Protocol versions matter, even given the same cipher suite, because the suite specifies the primitives but not necessarily how they are to be used. For example, the critical difference between SSLv3 and TLS1.0 that makes the former vulnerable to POODLE is that TLS mandates validation of the padding, and SSLv3 does not. TLS 1.1 requires an explicit initialization vector (rather than the implicit IV used in TLS1.0 block ciphers), and changes how padding errors are handled; neither of these things are particular to any given ciphers.
Of course, just because a protocol requires something doesn't mean the implementer will do it correctly.
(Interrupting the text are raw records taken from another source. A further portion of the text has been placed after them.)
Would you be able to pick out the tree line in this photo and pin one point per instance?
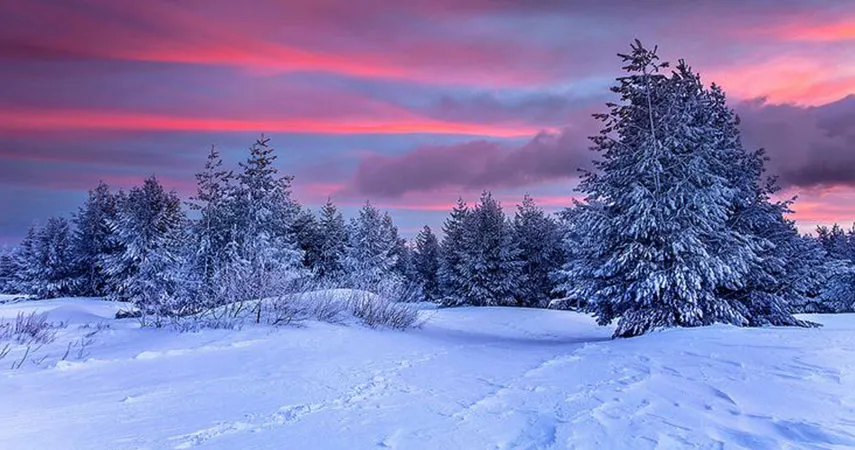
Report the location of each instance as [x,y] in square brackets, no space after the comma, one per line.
[678,225]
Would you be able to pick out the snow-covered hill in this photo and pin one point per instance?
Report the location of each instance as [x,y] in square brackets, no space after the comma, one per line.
[471,378]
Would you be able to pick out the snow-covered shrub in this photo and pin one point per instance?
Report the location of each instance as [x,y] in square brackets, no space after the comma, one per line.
[380,312]
[33,328]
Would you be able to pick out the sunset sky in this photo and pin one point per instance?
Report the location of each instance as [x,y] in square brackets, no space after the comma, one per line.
[407,103]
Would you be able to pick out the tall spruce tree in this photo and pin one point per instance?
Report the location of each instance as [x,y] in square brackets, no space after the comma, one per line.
[44,262]
[426,264]
[307,233]
[94,240]
[25,262]
[211,259]
[333,243]
[56,274]
[450,275]
[7,271]
[372,251]
[149,229]
[265,215]
[656,248]
[491,265]
[538,238]
[838,295]
[788,269]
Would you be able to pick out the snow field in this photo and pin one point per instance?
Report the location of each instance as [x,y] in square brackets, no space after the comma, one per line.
[474,378]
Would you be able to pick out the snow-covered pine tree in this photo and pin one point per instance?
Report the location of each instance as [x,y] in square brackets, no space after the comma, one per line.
[656,211]
[426,264]
[787,269]
[491,265]
[404,267]
[44,262]
[93,239]
[7,271]
[307,232]
[541,250]
[210,259]
[149,230]
[25,262]
[265,214]
[450,276]
[572,234]
[333,243]
[838,295]
[55,260]
[371,253]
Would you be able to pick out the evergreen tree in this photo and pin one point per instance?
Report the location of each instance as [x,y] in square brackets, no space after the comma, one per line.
[450,276]
[211,260]
[56,277]
[333,243]
[491,265]
[572,237]
[265,215]
[838,295]
[7,271]
[372,250]
[93,239]
[426,264]
[307,233]
[541,250]
[25,263]
[788,269]
[44,264]
[656,247]
[149,230]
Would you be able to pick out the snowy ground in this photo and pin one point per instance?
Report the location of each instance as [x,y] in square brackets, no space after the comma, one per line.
[470,379]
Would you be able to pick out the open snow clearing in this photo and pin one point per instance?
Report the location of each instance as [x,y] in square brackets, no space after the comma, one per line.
[470,378]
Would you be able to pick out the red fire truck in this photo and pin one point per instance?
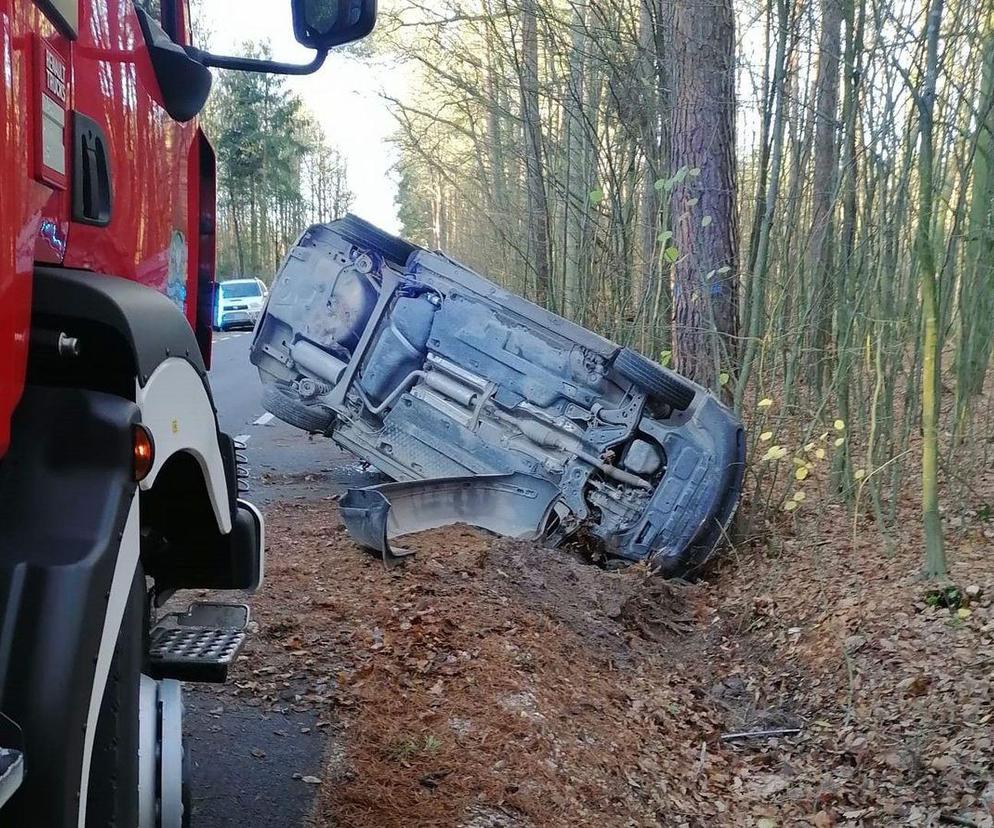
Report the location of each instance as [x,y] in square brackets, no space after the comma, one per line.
[117,488]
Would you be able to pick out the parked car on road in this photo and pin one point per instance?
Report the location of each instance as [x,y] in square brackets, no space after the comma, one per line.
[239,303]
[429,371]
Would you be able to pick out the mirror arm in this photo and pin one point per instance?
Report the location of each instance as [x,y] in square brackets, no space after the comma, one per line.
[255,64]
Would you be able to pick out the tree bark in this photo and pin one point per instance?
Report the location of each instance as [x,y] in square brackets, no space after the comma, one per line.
[703,201]
[819,254]
[538,209]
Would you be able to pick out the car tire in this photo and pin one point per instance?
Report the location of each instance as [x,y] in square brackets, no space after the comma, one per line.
[655,380]
[112,797]
[312,418]
[365,235]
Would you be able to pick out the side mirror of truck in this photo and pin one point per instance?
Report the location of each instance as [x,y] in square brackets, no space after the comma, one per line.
[317,24]
[323,24]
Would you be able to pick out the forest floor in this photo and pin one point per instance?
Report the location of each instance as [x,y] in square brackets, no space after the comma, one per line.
[493,683]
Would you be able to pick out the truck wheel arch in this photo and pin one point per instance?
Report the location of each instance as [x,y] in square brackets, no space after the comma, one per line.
[155,361]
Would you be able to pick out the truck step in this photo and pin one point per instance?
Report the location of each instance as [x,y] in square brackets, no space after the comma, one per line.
[199,644]
[11,772]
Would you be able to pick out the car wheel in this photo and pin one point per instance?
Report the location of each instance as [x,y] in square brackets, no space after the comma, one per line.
[112,797]
[365,235]
[313,418]
[654,379]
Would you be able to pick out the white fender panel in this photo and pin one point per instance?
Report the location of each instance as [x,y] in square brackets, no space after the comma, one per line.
[178,412]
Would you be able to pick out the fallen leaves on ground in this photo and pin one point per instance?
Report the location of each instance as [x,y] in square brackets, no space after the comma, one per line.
[495,683]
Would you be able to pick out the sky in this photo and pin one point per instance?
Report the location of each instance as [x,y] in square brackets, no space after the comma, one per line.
[344,96]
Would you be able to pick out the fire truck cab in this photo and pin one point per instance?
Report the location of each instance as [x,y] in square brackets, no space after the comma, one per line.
[117,487]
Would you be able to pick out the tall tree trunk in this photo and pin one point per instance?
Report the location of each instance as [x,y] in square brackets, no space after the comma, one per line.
[703,203]
[538,209]
[578,177]
[935,557]
[770,191]
[819,255]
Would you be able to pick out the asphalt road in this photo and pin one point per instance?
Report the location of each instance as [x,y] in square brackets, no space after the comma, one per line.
[242,755]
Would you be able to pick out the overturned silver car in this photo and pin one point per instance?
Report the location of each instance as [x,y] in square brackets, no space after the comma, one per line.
[427,370]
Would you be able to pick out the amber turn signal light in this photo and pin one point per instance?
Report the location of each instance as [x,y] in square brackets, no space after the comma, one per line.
[143,452]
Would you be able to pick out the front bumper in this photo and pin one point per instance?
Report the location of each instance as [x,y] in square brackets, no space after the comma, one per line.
[240,317]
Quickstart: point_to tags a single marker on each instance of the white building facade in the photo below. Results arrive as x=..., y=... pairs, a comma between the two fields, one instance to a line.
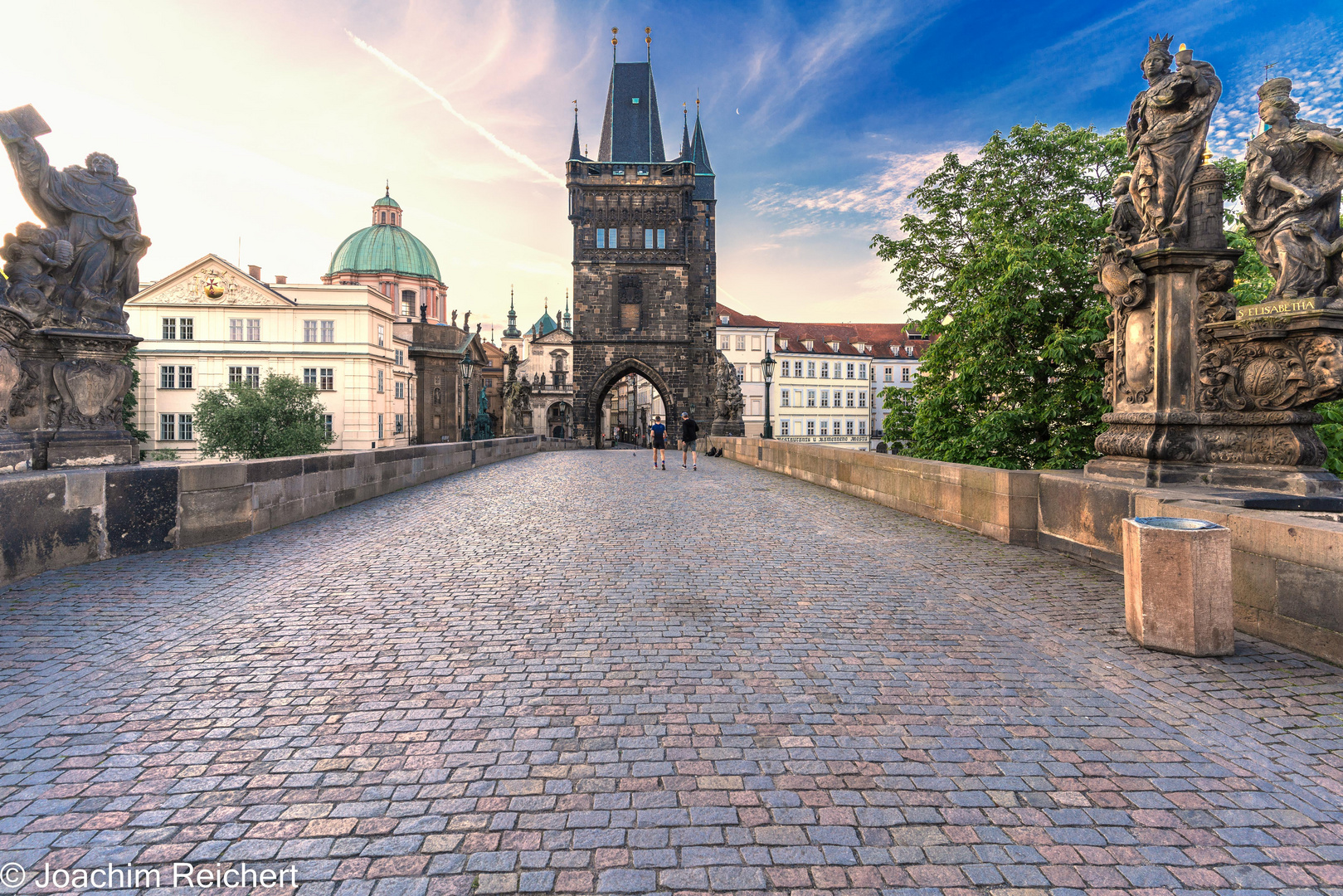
x=210, y=324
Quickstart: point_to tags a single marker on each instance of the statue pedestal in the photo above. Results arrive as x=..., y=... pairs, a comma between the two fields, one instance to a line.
x=1202, y=398
x=70, y=397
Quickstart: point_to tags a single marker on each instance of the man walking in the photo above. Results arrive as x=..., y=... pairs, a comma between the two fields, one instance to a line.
x=689, y=433
x=659, y=431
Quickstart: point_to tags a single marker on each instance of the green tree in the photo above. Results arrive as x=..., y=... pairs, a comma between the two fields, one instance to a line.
x=128, y=402
x=281, y=418
x=1253, y=278
x=998, y=262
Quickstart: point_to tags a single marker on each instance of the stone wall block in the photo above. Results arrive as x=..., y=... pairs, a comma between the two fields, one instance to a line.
x=1178, y=586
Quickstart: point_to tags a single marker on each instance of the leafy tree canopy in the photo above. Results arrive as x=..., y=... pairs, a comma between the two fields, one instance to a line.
x=242, y=422
x=998, y=262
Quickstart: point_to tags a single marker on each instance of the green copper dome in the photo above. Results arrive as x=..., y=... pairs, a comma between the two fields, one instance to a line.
x=384, y=247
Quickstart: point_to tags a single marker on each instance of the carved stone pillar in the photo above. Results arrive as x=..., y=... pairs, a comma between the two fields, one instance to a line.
x=15, y=450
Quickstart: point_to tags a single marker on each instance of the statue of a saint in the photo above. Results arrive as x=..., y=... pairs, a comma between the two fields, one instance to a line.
x=1293, y=173
x=1167, y=127
x=93, y=210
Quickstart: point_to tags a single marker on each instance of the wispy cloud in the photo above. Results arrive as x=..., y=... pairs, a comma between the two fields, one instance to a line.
x=876, y=201
x=494, y=141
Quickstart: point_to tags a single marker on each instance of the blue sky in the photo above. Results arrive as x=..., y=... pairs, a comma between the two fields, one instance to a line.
x=277, y=123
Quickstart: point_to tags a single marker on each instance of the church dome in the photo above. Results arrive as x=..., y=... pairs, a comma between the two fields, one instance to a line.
x=384, y=247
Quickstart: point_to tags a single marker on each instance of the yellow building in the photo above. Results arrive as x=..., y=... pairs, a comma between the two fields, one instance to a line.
x=211, y=324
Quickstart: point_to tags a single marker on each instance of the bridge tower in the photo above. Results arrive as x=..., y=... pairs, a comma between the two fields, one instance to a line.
x=644, y=257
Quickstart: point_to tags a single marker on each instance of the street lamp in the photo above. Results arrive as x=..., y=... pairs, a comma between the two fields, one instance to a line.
x=468, y=366
x=767, y=368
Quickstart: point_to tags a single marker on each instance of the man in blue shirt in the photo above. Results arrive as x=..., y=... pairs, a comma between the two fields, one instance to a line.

Some network gear (like load balancers) was handling TLS1.0 connections but failing to validate the padding (in violation of the TLS spec, but not the SSL spec), making them also vulnerable to POODLE. Similarly, one of the things that made Heartbleed so bad was that OpenSSL allowed heartbeat messages to be sent before the handshake was completed, allowing an untrusted attacker to man-in-the-middle a connection and attack both sides during the handshake. (Of course, the buffer over-read at the core of Heartbleed was also an implementation failure, but the standard probably doesn't explicitly called out that you're supposed to only return the data that the other side sent you instead of arbitrary memory. It does specify when a heartbeat message is legal, though.)
Protocol versions can also add support for cipher suites. TLS 1.2 added support for authenticated encryption ciphers, enabling the addition of suites based on AES-GCM and AES-CCM. However, even if you're using the same cipher suites, you're more at risk when the protocol is older.
For more detail, you might want to ask on the Crypto SE. SSL/TLS is complicated and you may find people over there who can explain the relevant pieces more clearly.